Documentation
¶
Overview ¶
Fuzzy searching allows for flexibly matching a string with partial input, useful for filtering data very quickly based on lightweight user input.
Index ¶
- func Analyze(text string) []string
- func Find(source string, targets []string) []string
- func FindFold(source string, targets []string) []string
- func FindNormalized(source string, targets []string) []string
- func FindNormalizedFold(source string, targets []string) []string
- func Intersection(a []int, b []int) []int
- func LevenshteinDistance(s, t string) int
- func LowercaseFilter(tokens []string) []string
- func Match(source, target string) bool
- func MatchFold(source, target string) bool
- func MatchNormalized(source, target string) bool
- func MatchNormalizedFold(source, target string) bool
- func RankMatch(source, target string) int
- func RankMatchFold(source, target string) int
- func RankMatchNormalized(source, target string) int
- func RankMatchNormalizedFold(source, target string) int
- func StopwordFilter(tokens []string, stopwords set.GenericDataSet[string]) []string
- func Tokenize(text string) []string
- type Document
- type Index
- type Rank
- type Ranks
Examples ¶
Constants ¶
This section is empty.
Variables ¶
This section is empty.
Functions ¶
func Find ¶
Find will return a list of strings in targets that fuzzy matches source.
Example ¶
fmt.Print(Find("whl", []string{"cartwheel", "foobar", "wheel", "baz"}))
Output: [cartwheel wheel]
func FindNormalized ¶
FindNormalized is a unicode-normalized version of Find.
func FindNormalizedFold ¶
FindNormalizedFold is a unicode-normalized and case-insensitive version of Find.
func LevenshteinDistance ¶
LevenshteinDistance measures the difference between two strings.

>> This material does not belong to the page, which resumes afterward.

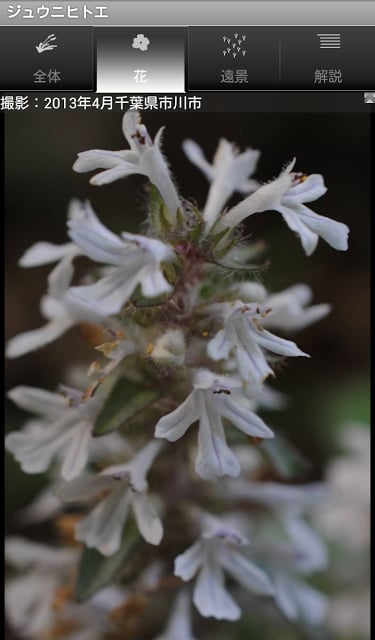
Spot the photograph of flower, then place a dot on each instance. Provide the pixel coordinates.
(192, 395)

The Levenshtein distance between two words is the minimum number of single-character edits (i.e. insertions, deletions or substitutions) required to change one word into the other.
This implemention is optimized to use O(minInt(m,n)) space and is based on the optimized C version found here: http://en.wikibooks.org/wiki/Algorithm_implementation/Strings/Levenshtein_distance#C
func LowercaseFilter ¶
LowercaseFilter lowercase all tokens
func Match ¶
Match returns true if source matches target using a fuzzy-searching algorithm. Note that it doesn't implement Levenshtein distance (see RankMatch instead), but rather a simplified version where there's no approximation. The method will return true only if each character in the source can be found in the target and occurs after the preceding matches.
Example ¶
fmt.Print(Match("twl", "cartwheel"))
Output: true
func MatchNormalized ¶
MatchNormalized is a unicode-normalized version of Match.

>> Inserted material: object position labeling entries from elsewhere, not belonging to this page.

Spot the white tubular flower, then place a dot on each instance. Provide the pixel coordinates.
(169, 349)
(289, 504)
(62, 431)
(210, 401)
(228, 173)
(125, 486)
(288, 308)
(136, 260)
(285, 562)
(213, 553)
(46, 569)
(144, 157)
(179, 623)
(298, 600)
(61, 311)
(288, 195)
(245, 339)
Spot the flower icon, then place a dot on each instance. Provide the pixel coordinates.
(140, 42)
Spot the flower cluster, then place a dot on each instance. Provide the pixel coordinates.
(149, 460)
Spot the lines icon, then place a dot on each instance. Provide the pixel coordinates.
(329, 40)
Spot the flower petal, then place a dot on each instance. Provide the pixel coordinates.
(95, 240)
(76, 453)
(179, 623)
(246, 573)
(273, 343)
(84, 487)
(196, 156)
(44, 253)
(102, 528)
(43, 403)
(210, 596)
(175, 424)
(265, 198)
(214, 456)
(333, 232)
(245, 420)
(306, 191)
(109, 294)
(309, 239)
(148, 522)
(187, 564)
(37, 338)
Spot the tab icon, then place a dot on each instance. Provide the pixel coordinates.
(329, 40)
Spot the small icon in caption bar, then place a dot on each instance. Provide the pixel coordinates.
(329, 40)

func MatchNormalizedFold ¶
MatchNormalizedFold is a unicode-normalized and case-insensitive version of Match.
func RankMatch ¶
RankMatch is similar to Match except it will measure the Levenshtein distance between the source and the target and return its result. If there was no match, it will return -1. Given the requirements of match, RankMatch only needs to perform a subset of the Levenshtein calculation, only deletions need be considered, required additions and substitutions would fail the match test.
Example ¶
fmt.Print(RankMatch("twl", "cartwheel"))
Output: 6
func RankMatchFold ¶
RankMatchFold is a case-insensitive version of RankMatch.
func RankMatchNormalized ¶
RankMatchNormalized is a unicode-normalized version of RankMatch.
func RankMatchNormalizedFold ¶
RankMatchNormalizedFold is a unicode-normalized and case-insensitive version of RankMatch.
func StopwordFilter ¶
func StopwordFilter(tokens []string, stopwords set.GenericDataSet[string]) []string
StopwordFilter filer of stopworld
Types ¶
type Ranks ¶
type Ranks []Rank
func RankFind ¶
RankFind is similar to Find, except it will also rank all matches using Levenshtein distance.
Example ¶
fmt.Printf("%+v", RankFind("whl", []string{"cartwheel", "foobar", "wheel", "baz"}))
Output: [{Source:whl Target:cartwheel Distance:6 OriginalIndex:0} {Source:whl Target:wheel Distance:2 OriginalIndex:2}]
func RankFindFold ¶
RankFindFold is a case-insensitive version of RankFind.
func RankFindNormalized ¶
RankFindNormalized is a unicode-normalized version of RankFind.
func RankFindNormalizedFold ¶
RankFindNormalizedFold is a unicode-normalized and case-insensitive version of RankFind.